I miss you. I love you.

Mãe

I blinked up, startled. At some point while I’d been reading, Elliot had materialized in the doorway, but he didn’t see my tears until I’d turned my face to him. His grin slowly melted away as he took one step, and then two, closer to me, kneeling on the floor beside where I sat on the futon.

His eyes searched mine. “What’s wrong?”

“Nothing,” I said, shifting in my seat as I folded the letter. He eyed it before looking back at me.

Nearly fifteen, and he was already too perceptive.

More and more it bothered me that our daily lives were these odd unknowns to each other. We gave updates whenever we met in here. Who we spent time with, what we were studying. We talked about who irritated us, who we admired. And, of course, we shared our favorite words. He knew my two closest friends’ names – Nikki and Danny – but not their faces. Although I’d seen their faces in the photograph in his room, I had the same limited information about Elliot’s friends at school. I knew Brandon was quiet and calm, and Christian was a criminal record waiting to be written. In here, we read, and we talked, and we learned about each other over time, but how could I tell him what was happening to me?
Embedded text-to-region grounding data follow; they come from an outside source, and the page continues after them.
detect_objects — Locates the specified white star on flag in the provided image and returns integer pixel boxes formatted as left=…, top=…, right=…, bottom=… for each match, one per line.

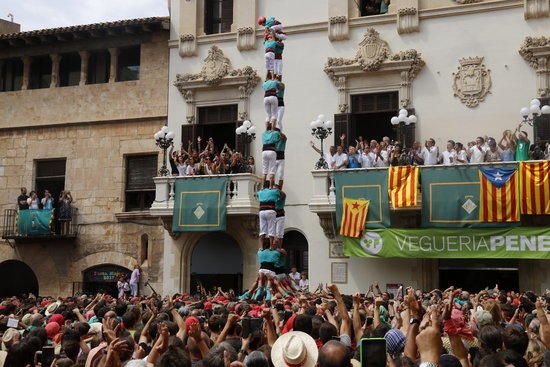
left=494, top=172, right=503, bottom=181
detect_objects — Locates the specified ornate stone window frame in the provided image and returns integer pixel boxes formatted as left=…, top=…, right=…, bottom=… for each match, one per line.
left=324, top=28, right=425, bottom=111
left=173, top=46, right=261, bottom=123
left=519, top=36, right=550, bottom=97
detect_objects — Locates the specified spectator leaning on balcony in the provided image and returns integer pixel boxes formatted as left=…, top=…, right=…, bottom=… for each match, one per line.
left=17, top=187, right=29, bottom=210
left=59, top=190, right=73, bottom=235
left=27, top=191, right=40, bottom=210
left=499, top=130, right=516, bottom=162
left=485, top=138, right=502, bottom=162
left=455, top=142, right=468, bottom=164
left=41, top=189, right=54, bottom=210
left=309, top=141, right=336, bottom=169
left=347, top=146, right=362, bottom=168
left=421, top=138, right=439, bottom=165
left=468, top=136, right=488, bottom=163
left=514, top=125, right=531, bottom=161
left=441, top=140, right=457, bottom=165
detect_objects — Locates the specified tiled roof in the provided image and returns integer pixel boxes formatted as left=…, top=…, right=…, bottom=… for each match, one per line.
left=0, top=16, right=169, bottom=40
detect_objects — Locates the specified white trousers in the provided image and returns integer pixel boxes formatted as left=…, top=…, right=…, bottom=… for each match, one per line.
left=264, top=96, right=278, bottom=123
left=274, top=216, right=285, bottom=239
left=275, top=159, right=285, bottom=181
left=274, top=59, right=283, bottom=76
left=259, top=209, right=276, bottom=237
left=265, top=52, right=275, bottom=71
left=262, top=150, right=277, bottom=176
left=276, top=106, right=285, bottom=131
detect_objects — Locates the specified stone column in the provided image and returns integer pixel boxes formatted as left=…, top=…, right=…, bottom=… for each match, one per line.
left=50, top=53, right=60, bottom=88
left=21, top=56, right=31, bottom=90
left=108, top=47, right=118, bottom=83
left=79, top=51, right=89, bottom=86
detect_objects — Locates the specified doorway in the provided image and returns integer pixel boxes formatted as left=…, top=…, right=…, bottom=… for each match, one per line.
left=190, top=232, right=243, bottom=294
left=0, top=260, right=39, bottom=297
left=82, top=264, right=131, bottom=297
left=283, top=230, right=309, bottom=273
left=438, top=259, right=519, bottom=292
left=351, top=92, right=398, bottom=143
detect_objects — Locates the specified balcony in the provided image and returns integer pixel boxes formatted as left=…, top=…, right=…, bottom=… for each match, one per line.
left=150, top=173, right=263, bottom=223
left=2, top=207, right=78, bottom=243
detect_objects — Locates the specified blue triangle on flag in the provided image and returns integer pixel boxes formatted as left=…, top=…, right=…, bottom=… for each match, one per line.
left=480, top=167, right=517, bottom=188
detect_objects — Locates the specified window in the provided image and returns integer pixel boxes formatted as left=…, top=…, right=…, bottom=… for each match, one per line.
left=336, top=92, right=407, bottom=146
left=204, top=0, right=233, bottom=35
left=125, top=155, right=157, bottom=212
left=190, top=104, right=239, bottom=150
left=59, top=53, right=81, bottom=87
left=35, top=159, right=66, bottom=203
left=359, top=0, right=387, bottom=16
left=117, top=46, right=140, bottom=82
left=0, top=58, right=23, bottom=92
left=29, top=55, right=52, bottom=89
left=87, top=50, right=110, bottom=84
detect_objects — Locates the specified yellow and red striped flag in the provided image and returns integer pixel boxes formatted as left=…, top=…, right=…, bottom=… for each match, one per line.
left=479, top=167, right=519, bottom=222
left=388, top=166, right=419, bottom=209
left=519, top=161, right=550, bottom=215
left=340, top=198, right=369, bottom=238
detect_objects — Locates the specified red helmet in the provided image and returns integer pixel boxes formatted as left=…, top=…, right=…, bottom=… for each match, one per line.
left=257, top=16, right=266, bottom=25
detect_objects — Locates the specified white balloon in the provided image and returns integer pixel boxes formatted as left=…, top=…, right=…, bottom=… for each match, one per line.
left=154, top=132, right=161, bottom=140
left=390, top=117, right=399, bottom=125
left=530, top=105, right=541, bottom=115
left=166, top=131, right=175, bottom=140
left=248, top=126, right=257, bottom=134
left=161, top=126, right=169, bottom=133
left=324, top=120, right=333, bottom=129
left=398, top=114, right=407, bottom=123
left=310, top=121, right=317, bottom=129
left=399, top=109, right=408, bottom=116
left=520, top=107, right=530, bottom=117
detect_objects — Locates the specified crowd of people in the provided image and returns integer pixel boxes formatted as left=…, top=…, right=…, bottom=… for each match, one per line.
left=0, top=283, right=549, bottom=367
left=311, top=126, right=550, bottom=170
left=16, top=187, right=74, bottom=235
left=169, top=138, right=255, bottom=177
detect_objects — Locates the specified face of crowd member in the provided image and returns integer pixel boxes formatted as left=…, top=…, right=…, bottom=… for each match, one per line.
left=21, top=187, right=27, bottom=195
left=447, top=141, right=454, bottom=151
left=379, top=141, right=387, bottom=149
left=248, top=157, right=255, bottom=165
left=455, top=143, right=463, bottom=151
left=488, top=139, right=497, bottom=150
left=336, top=146, right=343, bottom=154
left=45, top=190, right=50, bottom=198
left=30, top=191, right=37, bottom=199
left=426, top=139, right=435, bottom=147
left=476, top=137, right=484, bottom=146
left=413, top=141, right=421, bottom=151
left=301, top=272, right=307, bottom=279
left=383, top=136, right=390, bottom=145
left=349, top=146, right=356, bottom=155
left=329, top=146, right=336, bottom=155
left=394, top=145, right=402, bottom=154
left=291, top=267, right=297, bottom=273
left=370, top=140, right=378, bottom=149
left=519, top=131, right=528, bottom=141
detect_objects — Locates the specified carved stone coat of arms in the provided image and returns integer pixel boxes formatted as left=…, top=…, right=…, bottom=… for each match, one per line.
left=452, top=57, right=491, bottom=108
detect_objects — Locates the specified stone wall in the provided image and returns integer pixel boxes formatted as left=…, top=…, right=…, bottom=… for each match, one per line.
left=0, top=119, right=166, bottom=296
left=0, top=31, right=169, bottom=129
left=0, top=19, right=20, bottom=35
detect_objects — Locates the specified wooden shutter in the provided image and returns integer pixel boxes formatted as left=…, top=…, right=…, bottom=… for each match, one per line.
left=334, top=113, right=353, bottom=147
left=402, top=108, right=416, bottom=149
left=181, top=124, right=197, bottom=149
left=534, top=98, right=550, bottom=143
left=204, top=0, right=214, bottom=34
left=221, top=0, right=233, bottom=33
left=126, top=155, right=157, bottom=190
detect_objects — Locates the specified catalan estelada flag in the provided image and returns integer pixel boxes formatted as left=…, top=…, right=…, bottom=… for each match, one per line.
left=479, top=167, right=519, bottom=222
left=388, top=166, right=419, bottom=209
left=340, top=198, right=369, bottom=238
left=519, top=161, right=550, bottom=215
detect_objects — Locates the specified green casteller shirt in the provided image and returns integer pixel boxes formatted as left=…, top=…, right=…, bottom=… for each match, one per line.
left=515, top=138, right=530, bottom=161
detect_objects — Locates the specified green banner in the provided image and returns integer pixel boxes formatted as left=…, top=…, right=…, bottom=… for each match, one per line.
left=18, top=209, right=54, bottom=236
left=421, top=165, right=517, bottom=228
left=172, top=177, right=227, bottom=232
left=335, top=170, right=390, bottom=229
left=344, top=227, right=550, bottom=259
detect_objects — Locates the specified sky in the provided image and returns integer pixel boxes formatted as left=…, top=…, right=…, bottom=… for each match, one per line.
left=0, top=0, right=170, bottom=32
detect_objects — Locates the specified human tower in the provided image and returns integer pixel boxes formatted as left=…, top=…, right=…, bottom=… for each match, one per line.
left=240, top=16, right=297, bottom=301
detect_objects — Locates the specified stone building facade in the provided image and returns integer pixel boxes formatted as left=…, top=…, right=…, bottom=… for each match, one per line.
left=0, top=17, right=169, bottom=296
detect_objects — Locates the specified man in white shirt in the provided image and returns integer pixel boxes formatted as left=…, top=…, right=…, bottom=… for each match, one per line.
left=288, top=266, right=300, bottom=286
left=469, top=136, right=487, bottom=163
left=310, top=142, right=336, bottom=169
left=333, top=145, right=348, bottom=169
left=421, top=138, right=439, bottom=165
left=454, top=142, right=468, bottom=164
left=441, top=140, right=457, bottom=165
left=360, top=147, right=374, bottom=168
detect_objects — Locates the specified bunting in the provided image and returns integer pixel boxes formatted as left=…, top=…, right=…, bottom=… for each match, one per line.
left=388, top=166, right=419, bottom=209
left=479, top=167, right=519, bottom=222
left=519, top=161, right=550, bottom=215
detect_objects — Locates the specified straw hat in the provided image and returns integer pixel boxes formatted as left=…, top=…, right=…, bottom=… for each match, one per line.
left=271, top=331, right=318, bottom=367
left=45, top=301, right=61, bottom=316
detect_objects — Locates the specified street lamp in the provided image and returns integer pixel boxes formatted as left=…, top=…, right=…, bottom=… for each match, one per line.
left=310, top=114, right=333, bottom=169
left=235, top=120, right=256, bottom=159
left=390, top=109, right=417, bottom=147
left=154, top=126, right=175, bottom=176
left=519, top=98, right=550, bottom=126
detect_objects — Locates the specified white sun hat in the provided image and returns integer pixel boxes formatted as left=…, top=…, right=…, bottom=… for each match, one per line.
left=271, top=331, right=319, bottom=367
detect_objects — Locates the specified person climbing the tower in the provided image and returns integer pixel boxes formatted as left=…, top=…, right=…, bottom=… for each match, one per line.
left=261, top=121, right=281, bottom=187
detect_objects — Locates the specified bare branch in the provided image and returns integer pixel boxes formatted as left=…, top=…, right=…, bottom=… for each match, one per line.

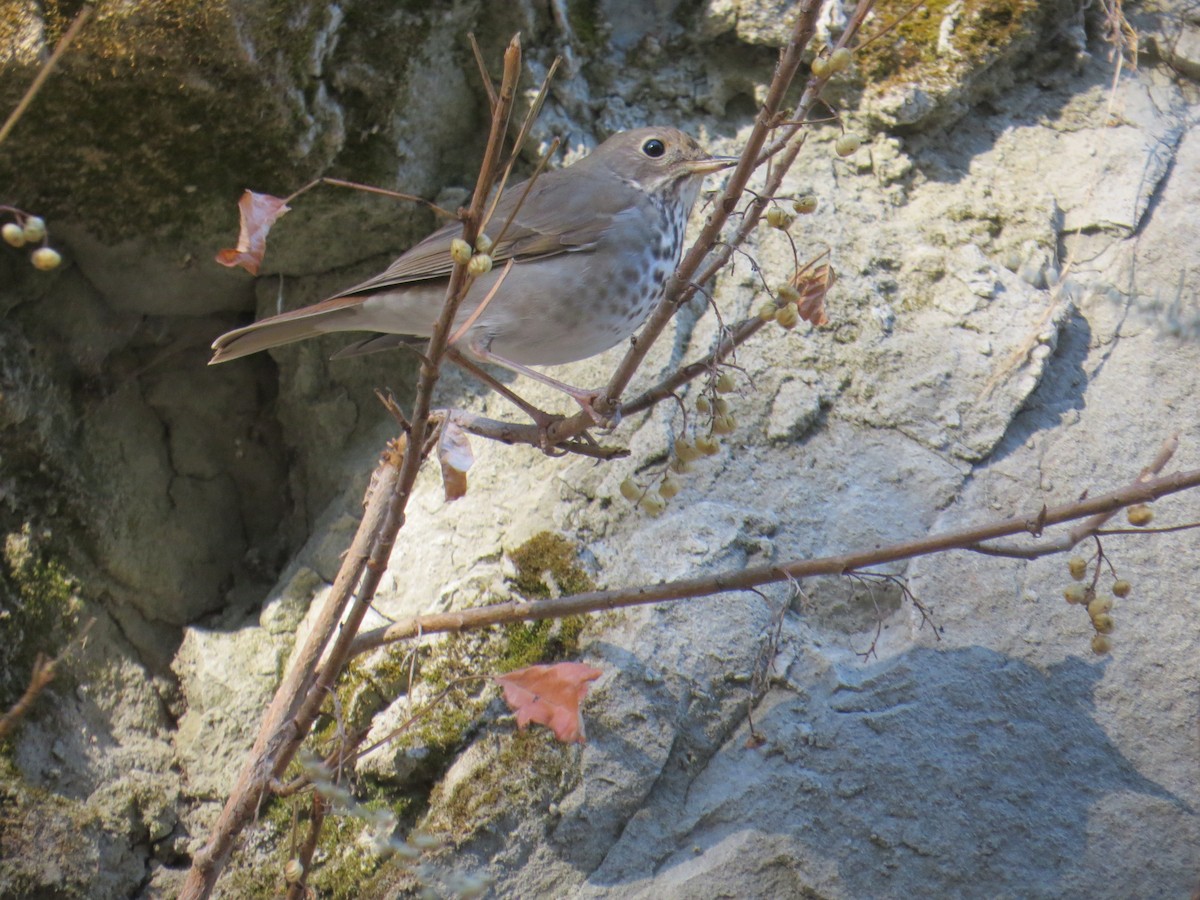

It wasn’t just that I got my period so much later than all my friends had, or even that Dad was struggling to relate to me, or that my mom was dead, or any of it. Or maybe it was all of it. I loved my dad more than anything, but he was so ill-equipped for some of this. Without a doubt, I knew he was downstairs, pacing, listening for the sound of my voice to know whether he had been right to let Elliot upstairs, or whether his instincts were all wrong.

“I’m okay,” I said, hoping I’d spoken loud enough for the words to reach downstairs. The last thing I wanted was both of them up here, worrying about me.

Frowning, Elliot took my face in his hands in a move that shocked me, and his eyes searched mine. “Please, tell me what’s wrong. Is it your dad? School?”

“I really don’t want to talk about it, Ell.” I pulled back a little, wiping my face. My fingers came away wet, explaining Elliot’s panic. I must have been really sobbing when he came in.

“We tell each other everything in here, remember?” Reluctantly he shifted back. “That’s the deal.”

“I don’t think you want to know this.”

He stared at me, unfazed. “I do want to know this.”

Tempted to call his bluff, I looked him dead in the eye and said, “I started my period.”

He blinked several times before straightening. Color spread from his neck to his cheekbones. “And you’re upset about it?”

“Not upset.” I bit my lip, thinking. “Relieved, mostly. And then I read a letter from my mom, and now I’m a little sad?”

He smiled. “That sounded an awful lot like a question.”

“It’s just that all your life you hear about periods.” Talking about this with Elliot was… actually, not that bad. “You wonder when it’s going to happen, what it will be like, if you’ll feel any different after. When your girlfriends get theirs, you’re like, ‘What’s wrong with me?’ It’s like a little biological time bomb sitting inside you.”

He bit his lip, trying to stifle an uncomfortable laugh. “Until now?”

“Yeah.”

“Well, do you? Feel any different?”

I shook my head. “Not really. Not like I thought I would, anyway. It sort of feels like something is trying to gnaw its way out of my stomach. And I’m a little testy.”